Imagine expressing to someone that you are excited to see them, and they respond with, “Why are you here?” That’s basically what happened to me at a job and internship fair in college, though maybe not in so many words. I had always admired the MTA for their marketing on their own trains and buses. As a starry-eyed marketing nerd, I thought it would be epic to be a part of such a large organization that used its own product to market themselves and spread information. So, when I saw that the MTA had a table at the job fair, I made a beeline to chat with the recruiter. I told her, maybe a little too enthusiastically, that I was so happy they were there and that I was interested in marketing.
She just kind of looked at me like I was wearing my socks on my ears, and dismissively said that they weren’t there about marketing positions. I walked away bothered that she didn’t have the decency to give me the time of day. Years, and countless subway rides, later, I feel the same way about the MTA as any self-respecting New Yorker does: ICK.
Now that my job is all about engaging the members of your team, I see even more clearly how that recruiter represented a much bigger problem within the company culture at the MTA. (Or maybe she just wasn’t great at her job, and everyone else there is a unicorn. But for the purposes of my example, bear with me here.)
According to indeed.com, the rating for company culture at the MTA is a 3.8. That’s not terrible…but it’s not A+ either. To me it sounds like, “meh, we aren’t MISERABLE here!” If that’s how your employees feel, that’s how they are going to project your company’s brand. Which could be why that recruiter greeted me with one big MEH. She wasn’t excited about her job, so why should she want to talk to someone who was? Yet, she was the forward-facing employee; they chose her and her attitude to represent their entire company to a potential employee. And guess what? They missed out on having a passionate person on their team. The cycle continues.

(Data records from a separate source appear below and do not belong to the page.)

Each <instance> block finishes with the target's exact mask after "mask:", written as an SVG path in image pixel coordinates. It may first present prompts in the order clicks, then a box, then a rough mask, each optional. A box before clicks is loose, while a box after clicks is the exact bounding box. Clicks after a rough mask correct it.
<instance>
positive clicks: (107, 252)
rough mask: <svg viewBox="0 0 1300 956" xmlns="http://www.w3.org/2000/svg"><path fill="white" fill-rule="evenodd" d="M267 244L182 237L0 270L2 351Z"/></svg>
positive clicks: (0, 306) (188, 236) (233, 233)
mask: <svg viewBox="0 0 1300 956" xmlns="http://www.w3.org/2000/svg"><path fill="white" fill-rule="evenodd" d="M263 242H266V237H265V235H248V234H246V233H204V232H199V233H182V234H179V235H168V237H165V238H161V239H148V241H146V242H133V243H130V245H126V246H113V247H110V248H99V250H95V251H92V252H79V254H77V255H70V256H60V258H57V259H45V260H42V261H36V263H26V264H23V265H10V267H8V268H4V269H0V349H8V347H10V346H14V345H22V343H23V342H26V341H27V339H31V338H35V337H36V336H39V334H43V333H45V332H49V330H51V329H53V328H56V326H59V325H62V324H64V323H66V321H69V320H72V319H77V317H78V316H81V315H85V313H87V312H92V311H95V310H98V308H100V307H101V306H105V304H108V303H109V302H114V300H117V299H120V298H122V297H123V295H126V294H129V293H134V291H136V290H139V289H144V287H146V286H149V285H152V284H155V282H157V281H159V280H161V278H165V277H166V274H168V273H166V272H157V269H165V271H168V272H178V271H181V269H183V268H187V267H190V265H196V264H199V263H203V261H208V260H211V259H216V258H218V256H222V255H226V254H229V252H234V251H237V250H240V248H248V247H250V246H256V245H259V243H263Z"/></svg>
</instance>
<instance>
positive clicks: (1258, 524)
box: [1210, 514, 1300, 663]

The CEO of Zappos, and guru of all things company culture, said in his book Delivering Happiness :
“We thought that if we got the culture right, then building our brand to be about the very best customer service would happen naturally on its own.”Tony Hsieh
What story are your forward-facing people telling? Are they so happy with their career that they make everyone they speak to love your company too? Or are they so disenchanted that they brush off potential clients and recruits?
Here are a couple of ways to find out:
- Ask your team members for anonymous feedback on the company culture and their satisfaction with the team.
- Ask customers for feedback on customer service.
- Have a friend call in and see what the interaction was like for them.
- Ask your team when they feel like they are at their best and why.
Gathering a little information from your team and your clients will be the first step in understanding what kind of culture your organization is putting into the world. This matters in today’s world even more because, “Nearly 80% of Millennials look for people and culture fit with employers, followed by career potential.” Today’s new hires don’t want to work for you if they don’t feel like they are wanted!
Remember, culture happens, whether you want it to or not. It’s up to you to make sure that culture is a great one.